Austrian - Polish Conflicts in Habsburg Galica:
Nationalism & Polonisation of Galician Education
The reforms of Maria Theresia in the educational system of Galicia that followed the First Division of Poland in 1772 were nothing compared to the drastic and rather ruthless modernisation measures of her son, Emperor Joseph II: Instead of limiting the influence of the Jesuits on educational matters, he dissolved the order altogether and confiscated its vast possessions; he also dissolved innumerable educational facilities, ranging from cathedral schools to academies of higher education and replaced them by few, but centralised universities, run by the state and controlled centrally from Vienna. Emperor Joseph II made German the administrative language for all provinces and declared it the lingua franca of the Habsburg Empire - with the sober sense for realist policies typical for his "enlightened absolutism":
"Ich bin Kaiser des Deutschen Reiches…Wäre das Königreich Ungarn die wichtigste und die erste meiner Besitzungen, so würde ich die Sprache desselben zur Hauptsprache meiner Länder machen. So aber verhält es sich anders." ("I am Emperor of the German Empire...If the Kingdom of Hungary was the most significant and primary of my possessions, I would make the language of it the main one of my lands. As it is, things are different.")

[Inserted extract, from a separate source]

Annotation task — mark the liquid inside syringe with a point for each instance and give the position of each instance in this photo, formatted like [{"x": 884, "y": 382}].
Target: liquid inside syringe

Joseph II to a Hungarian nobleman that had asked for the use of Hungarian in legal texts.
This created a strong Austrian dominance and a German-speaking elite at Galician universities, the starting point for a gradual Polonisation that would develop over 150 years. Like elsewhere in Europe, Polish national identity was kick-started by the Napoleonic Wars: Romantic ideas now gained a political dimension, only to be fuelled by the Greek struggle for independence. Polish revolts against Prussia, Russia and most importantly for Galicia, against the Habsburg Empire became a fashionable thing to do: 1830, 1831, 1836, 1846, 1848.
The rise of nationalism is reflected on the level of Galician universities most obviously in the language of instruction. One historian summarised the development over the course of the Habsburgian reign by investigating courses at the University of Lviv: After 1784, the primary language of instruction was Latin. Exceptions were lectures on German literature and culture (obviously held in German) and certain divinity classes as well as lectures on Polish literature and culture (all held in Polish). Medical courses were held in German and Polish. After 1824, Latin courses were changed to German (except for Classics lectures, which continued to be done in Latin). In 1827, studies of Polish language and literature were strengthened by the creation of a chair for these fields.
In September 1848, "Privatdozenten" (university lecturers with no chair or permanent post at the university) were permitted to teach in Polish - an attempt to take of pressure from the Galician universities that failed miserably. In November, open fighting occurred between Austrian military and the "Academic Legion Lviv" on the university grounds (note the destruction of the Garelli Library mentioned before). As a result, the central government in Vienna made German the only language of instruction in December 1848 (one week after Franz Joseph I had become the new Emperor), with few exceptions (such as Ruthenian, see below). This only fuelled nationalist feelings; the Galician Universities were made icons in the struggle for Polish self-determination.
Nevertheless, it was the Ruthenians who were the first to benefit from liberal reforms regarding the permission of non-German lectures with the endowment of Ruthenian chairs in 1849 (see below) and in 1862, when two Ruthenian professors of law started to teach at the University of Lviv. The legal base for this was a reform act issued by the central government in Vienna in early 1861, after the Empire′s defeat at Solferino in 1859 had weakened its standing and indirectly supported the national-liberal cause.
Polish lectures followed in the next years, and the tide turned with a series of reforms, the Austrian-Polish Ausgleich in 1867 and a "Allerhöchste Entschließung" (act by the central government in Vienna), which formalised the Polish dominance at the University of Krakow. Now Polish had become the primary language of instruction and examination.
Another step followed in 1871, when lecturers who spoke neither Polish nor Ruthenian were excluded from permanent posts (Lehrkanzeln). Discrimination of Polish and Ruthenian lectures was prohibited. In 1872, Emperor Franz Joseph II founded the Polish Academy of Science in Krakow. In 1879, the administrative language (forms, diplomas, publications) of Lviv University was changed from German to Polish. With these moves, most of the remaining Austrian / German lecturers left the University of Lviv and moved to Prague or Chernivtsi.